Quick check: you need a deterministic, low-latency filter running right at the antenna before samples ever hit the PC. Which chip is the best fit?

Recap

  • The CPU is a versatile generalist — a few fast cores that run any code well, but struggle with massively parallel math and hard real-time timing.
  • GPUs bring thousands of small cores for wide, data-parallel math — graphics, general compute, and the engine of modern AI — but are poor at branchy serial logic.
  • FPGAs are reconfigurable hardware: you wire them into a custom circuit for deterministic, low-latency processing, at the cost of harder (HDL) development.
  • DSPs and ASICs/NPUs/TPUs fill out a spectrum from CPU to fixed-function silicon that trades flexibility for efficiency.
  • SDR reality check — the high end may use an FPGA or GPU, but a well-written CPU pipeline like GopherTrunk’s decodes trunked voice on a plain laptop or a Raspberry Pi.
  • Choosing — reach past the CPU only when it can’t keep up, weighing cost, power, and development effort.

Next up: with every kind of processor named, we can lay all the platforms on one map — the hardware spectrum, cloud to microcontroller.

Frequently asked questions

What's the difference between a CPU and a GPU?

A CPU has a few powerful cores optimised for running any kind of code fast, including branchy, decision-heavy logic. A GPU has thousands of small, simple cores that all do the same operation on different data at once. The CPU is the versatile generalist; the GPU is a specialist that wins big on wide, repetitive math — image processing, physics, and the matrix multiplications behind modern AI — but is poor at serial, branchy work.

What is an FPGA?

An FPGA (field-programmable gate array) is a chip you can rewire into a custom digital circuit after it’s manufactured. Instead of running software on a fixed processor, you describe hardware — filters, counters, decoders — and the FPGA becomes that circuit. The payoff is deterministic, low-latency, massively parallel processing, which is why high-end SDRs use one to filter and decimate samples right at the antenna before a PC ever sees them. The cost is that FPGAs are much harder to program than ordinary computers.

Do I need a GPU for SDR?

Almost certainly not. Most SDR decoding, GopherTrunk included, runs entirely on the CPU and decodes trunked voice comfortably on an ordinary laptop or even a Raspberry Pi.
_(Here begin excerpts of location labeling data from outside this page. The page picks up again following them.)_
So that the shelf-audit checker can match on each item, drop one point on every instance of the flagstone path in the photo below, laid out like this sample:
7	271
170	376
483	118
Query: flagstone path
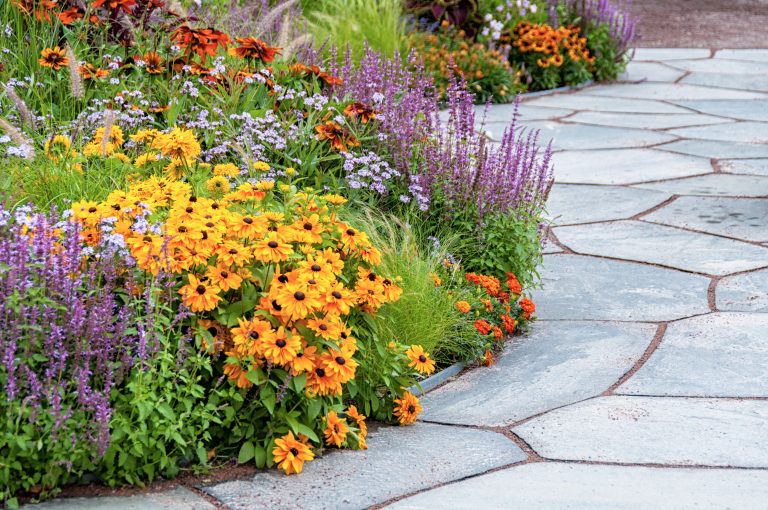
645	382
GPUs and FPGAs matter only at the high end — very wide bandwidths, many channels at once, or heavy real-time DSP research. A well-written CPU pipeline covers the everyday case.

What is an AI accelerator or NPU?

An AI accelerator is silicon built specifically for the math machine-learning models use — mostly large matrix multiplications. An NPU (neural processing unit) is one built into a phone or laptop chip; a TPU (tensor processing unit) is Google’s data-centre version. They do far less than a general CPU but run neural-network math faster and with much lower power, which is why they’re increasingly baked into everyday devices.